- Demati Location within Greece
- Coordinates: 39°44′00″N 21°01′19″E﻿ / ﻿39.7332°N 21.0219°E
- Country: Greece
- Administrative region: Epirus
- Regional unit: Ioannina
- Municipality: Zagori
- Municipal unit: East Zagori
- Elevation: 764 m (2,507 ft)

Population (2021)
- • Community: 68
- Time zone: UTC+2 (EET)
- • Summer (DST): UTC+3 (EEST)

= Demati =

Demati (Δεμάτι) is a settlement in Ioannina regional unit, Epirus, Greece.

== Name ==
The toponym is derived from either the Albanian name Demat, also Dem, the origin for the Greek surname Demos, or from the Greek surname Dematis, which is from the Albanian Demat or its noun demati. The Albanian name Demat originates from the Albanian dem, definite dem-i, meaning 'calf', and the Albanian suffix -at, used in various contexts for demonyms to indicate familial belonging and the homeland.

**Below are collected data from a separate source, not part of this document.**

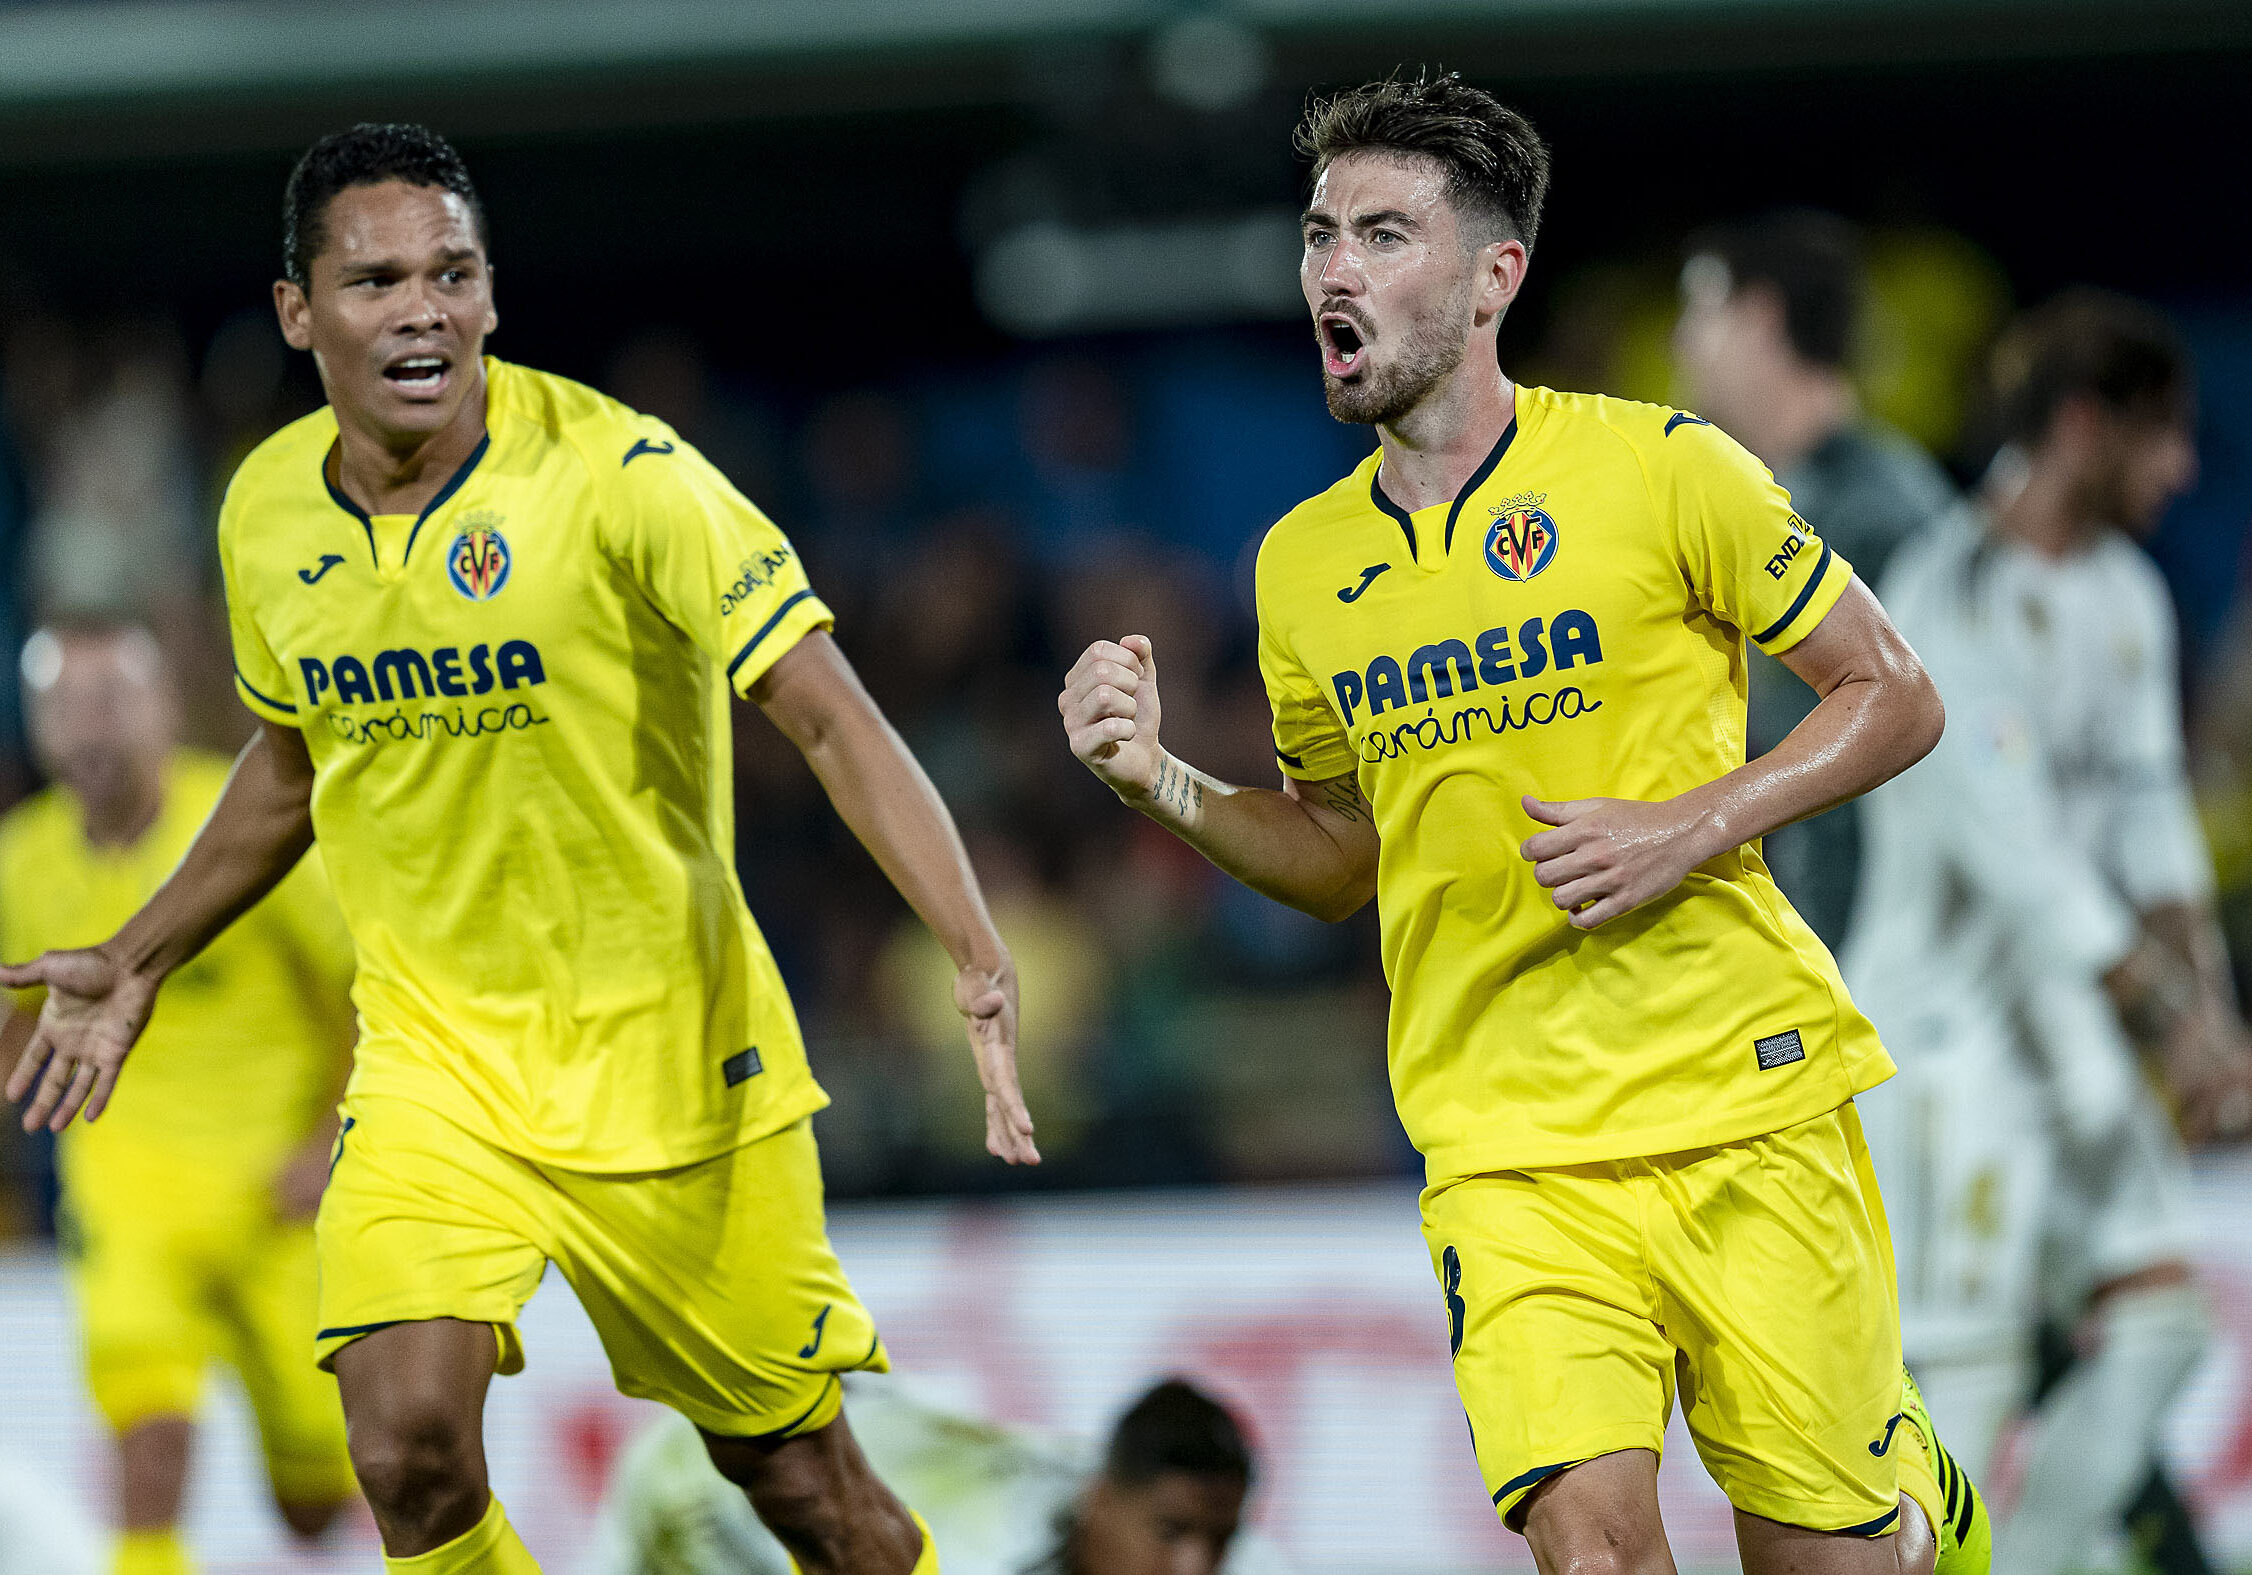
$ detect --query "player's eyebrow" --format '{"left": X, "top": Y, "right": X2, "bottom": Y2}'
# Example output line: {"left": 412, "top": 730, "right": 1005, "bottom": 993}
{"left": 1300, "top": 206, "right": 1338, "bottom": 229}
{"left": 1350, "top": 208, "right": 1419, "bottom": 233}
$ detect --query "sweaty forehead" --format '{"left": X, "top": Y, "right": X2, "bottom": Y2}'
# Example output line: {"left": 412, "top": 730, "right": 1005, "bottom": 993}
{"left": 1311, "top": 149, "right": 1453, "bottom": 218}
{"left": 322, "top": 181, "right": 480, "bottom": 263}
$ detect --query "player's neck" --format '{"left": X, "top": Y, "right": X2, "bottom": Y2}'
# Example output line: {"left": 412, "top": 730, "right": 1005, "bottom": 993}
{"left": 1737, "top": 368, "right": 1855, "bottom": 476}
{"left": 1986, "top": 449, "right": 2104, "bottom": 558}
{"left": 1375, "top": 365, "right": 1517, "bottom": 513}
{"left": 76, "top": 772, "right": 163, "bottom": 850}
{"left": 329, "top": 370, "right": 489, "bottom": 518}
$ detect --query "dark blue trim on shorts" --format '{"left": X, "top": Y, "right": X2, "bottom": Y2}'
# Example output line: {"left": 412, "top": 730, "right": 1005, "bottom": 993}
{"left": 316, "top": 1318, "right": 405, "bottom": 1341}
{"left": 1752, "top": 540, "right": 1835, "bottom": 646}
{"left": 1492, "top": 1459, "right": 1573, "bottom": 1506}
{"left": 1839, "top": 1504, "right": 1902, "bottom": 1537}
{"left": 726, "top": 589, "right": 818, "bottom": 683}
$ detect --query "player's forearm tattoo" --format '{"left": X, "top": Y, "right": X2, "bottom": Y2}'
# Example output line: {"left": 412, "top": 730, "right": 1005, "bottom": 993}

Several other factors point toward an Albanian origin of the toponym. The demonyms Dematatis, Dematatissa incorporate the Albanian suffix -at, and the villagers of Greveniti consider the inhabitants of Dresteniko (modern Tristeno), Liapi (modern Itea), and Demati to belong in some way to the same ethno-linguistic group, alongside the Albanian influence in regional toponymy.